Airfoils used in aircraft engines, such as fan blades of a gas turbine engine, can be susceptible to extreme loading events. For instance, a fan blade might strike a bird that is ingested into the engine, or a blade-out occurrence may arise wherein one of the fan blades is severed from a rotor disk. If the impact is large enough, a fan blade may break apart into one or more shards before traveling downstream through the engine. Larger shards may cause undesirable damage to the aircraft or engine. Some airfoils are formed with various features to increase overall airfoil strength or rigidity. Nonetheless, it is difficult to prevent all breaks from occurring. Moreover, such features may cause an airfoil to only partially break during certain loading events. If the break is not complete or clean, greater damage may occur as the partially severed blade gains energy from the engine's rotation. In some instances, the airfoil shards may be projected through the engine and to the aircraft or surrounding environment.

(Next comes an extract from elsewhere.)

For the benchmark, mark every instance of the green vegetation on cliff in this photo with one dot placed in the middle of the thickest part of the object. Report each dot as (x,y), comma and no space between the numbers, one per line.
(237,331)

In addition to concerns over the size and speed at which an airfoil breaks, the shape of an airfoil's broken shards may dictate the damage caused by an extreme loading event. Knowing the likely size and shape of an airfoil's fragmented pieces may allow better predictions and preparation for such occurrences. Fragments having an unanticipated shape or size may cause greater level of damage to the engine. However, minimizing or modeling the size of an airfoil's fragments can be difficult. In existing airfoils, the location and size of an airfoil break will vary greatly depending on the magnitude and location of an extreme loading event. Predetermining or shaping the fragmented pieces in advance may allow users to minimize and predict the detrimental effects of an airfoil break.
Accordingly, further improvements are desired to aircraft airfoil structures. For instance, it may be desirable to control the impact or break behavior of an aircraft engine airfoil.